Usage: DBRetina pairwise [OPTIONS]
Calculate pairwise distances.
Options:
-i, --index-prefix TEXT Index file prefix [required]
-t, --threads INTEGER number of cores
-d, --dist-type TEXT select from ['min_cont', 'avg_cont', 'max_cont',
'ochiai', 'jaccard'] [default: max_cont]
-c, --cutoff FLOAT RANGE filter out distances < cutoff [default: 0.0;
0<=x<=100]
--help Show this message and exit.
2.1 Command arguments
-i, --index-prefix TEXT Index file prefix [required]
This is the user-defined prefix that was used in the indexing step.
-t, --threads INTEGER number of cores
The number of processing cores to be used for parallel computation during the pairwise comparisons.
-d, --dist-type TEXT select from ['min_cont', 'avg_cont', 'max_cont', 'ochiai', 'jaccard'] [default: max_cont]
-c, --cutoff FLOAT RANGE filter out distances < cutoff [default: 0.0; 0<=x<=100]
The -d
and -c
input parameters serve the purpose of selecting a particular distance metric and predefined cutoff. This cutoff will eliminate all pairwise comparisons that have a distance value lower than the cutoff.
2.2 Output files format
{perfix}_DBRetina_pairwise.tsv
A TSV file that provides information about shared features between each pair of supergroups.

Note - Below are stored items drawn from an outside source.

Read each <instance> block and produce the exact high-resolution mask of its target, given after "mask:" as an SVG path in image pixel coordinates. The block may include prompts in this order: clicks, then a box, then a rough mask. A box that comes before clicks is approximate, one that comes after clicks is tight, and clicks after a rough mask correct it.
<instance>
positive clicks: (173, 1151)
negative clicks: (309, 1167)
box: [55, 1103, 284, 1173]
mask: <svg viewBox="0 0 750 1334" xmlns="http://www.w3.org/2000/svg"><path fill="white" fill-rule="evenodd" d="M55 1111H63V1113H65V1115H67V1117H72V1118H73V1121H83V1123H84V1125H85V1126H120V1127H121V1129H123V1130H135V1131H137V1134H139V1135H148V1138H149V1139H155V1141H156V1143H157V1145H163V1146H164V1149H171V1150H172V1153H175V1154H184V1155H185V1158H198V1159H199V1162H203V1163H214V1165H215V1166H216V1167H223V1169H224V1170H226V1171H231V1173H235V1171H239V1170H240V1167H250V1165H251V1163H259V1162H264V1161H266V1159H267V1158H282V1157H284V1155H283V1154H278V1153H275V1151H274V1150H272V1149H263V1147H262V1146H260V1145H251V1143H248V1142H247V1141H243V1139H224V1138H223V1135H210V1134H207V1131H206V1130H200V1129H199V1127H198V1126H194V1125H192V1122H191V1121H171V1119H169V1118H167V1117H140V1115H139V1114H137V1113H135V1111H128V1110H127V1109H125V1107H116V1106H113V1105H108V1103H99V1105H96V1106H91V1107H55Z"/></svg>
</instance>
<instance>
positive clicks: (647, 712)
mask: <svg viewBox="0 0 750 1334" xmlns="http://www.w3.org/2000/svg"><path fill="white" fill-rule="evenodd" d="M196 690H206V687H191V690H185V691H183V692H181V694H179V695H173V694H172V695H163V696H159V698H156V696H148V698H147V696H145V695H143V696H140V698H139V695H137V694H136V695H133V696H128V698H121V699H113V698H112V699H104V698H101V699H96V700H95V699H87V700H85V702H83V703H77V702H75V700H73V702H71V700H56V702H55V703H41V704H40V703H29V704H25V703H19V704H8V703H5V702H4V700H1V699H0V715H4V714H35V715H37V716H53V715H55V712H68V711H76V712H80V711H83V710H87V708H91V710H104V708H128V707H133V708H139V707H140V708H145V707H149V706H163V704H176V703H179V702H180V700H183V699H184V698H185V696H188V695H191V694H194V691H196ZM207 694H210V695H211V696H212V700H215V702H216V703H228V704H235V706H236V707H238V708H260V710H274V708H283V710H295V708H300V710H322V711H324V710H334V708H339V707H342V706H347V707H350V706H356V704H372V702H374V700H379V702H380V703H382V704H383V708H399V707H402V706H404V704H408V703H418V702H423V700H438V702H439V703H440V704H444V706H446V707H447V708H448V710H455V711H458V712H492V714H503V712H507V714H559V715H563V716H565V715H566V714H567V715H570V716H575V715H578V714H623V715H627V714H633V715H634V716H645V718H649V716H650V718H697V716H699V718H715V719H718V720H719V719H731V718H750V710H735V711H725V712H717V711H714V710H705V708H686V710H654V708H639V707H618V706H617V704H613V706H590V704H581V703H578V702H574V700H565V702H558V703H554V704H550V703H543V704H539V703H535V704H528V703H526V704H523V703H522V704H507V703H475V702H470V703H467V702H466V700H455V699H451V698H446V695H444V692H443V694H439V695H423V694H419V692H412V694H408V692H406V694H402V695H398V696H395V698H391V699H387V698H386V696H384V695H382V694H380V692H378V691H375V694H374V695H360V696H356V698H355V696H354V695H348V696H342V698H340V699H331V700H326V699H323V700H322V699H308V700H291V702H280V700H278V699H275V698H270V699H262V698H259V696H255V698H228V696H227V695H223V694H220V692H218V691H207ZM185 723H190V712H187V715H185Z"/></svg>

The TSV columns are defined as follows:
group_1_ID | ID of the first supergroup in a pair |
group_2_ID | ID of the second supergroup in a pair |
group_1_name | name of the first supergroup in a pair |
group_2_name | name of the second supergroup in a pair |
shared_features | number of features shared between the two supergroups |
min_containment | minimum containment between the two supergroups |
avg_containment | average containment between the two supergroups |
max_containment | maximum containment between the two supergroups |
ochiai | Ochiai distance between the two supergroups |
jaccard | Jaccard distance between the two supergroups |
The output PNG file of histogram of pairwise distances
{index_prefix}_DBRetina_distance_metrics_plot_log.png
clustered bar chart illustrates the frequency distribution of five distance metrics - min_cont, avg_cont, max_cont, ochiai, and jaccard - across various distance ranges. The y-axis is displayed on a logarithmic scale to accommodate the wide range of frequencies observed in the data.
{index_prefix}_DBRetina_distance_metrics_plot_linear.png
Same as above, but the y-axis is displayed on a linear scale.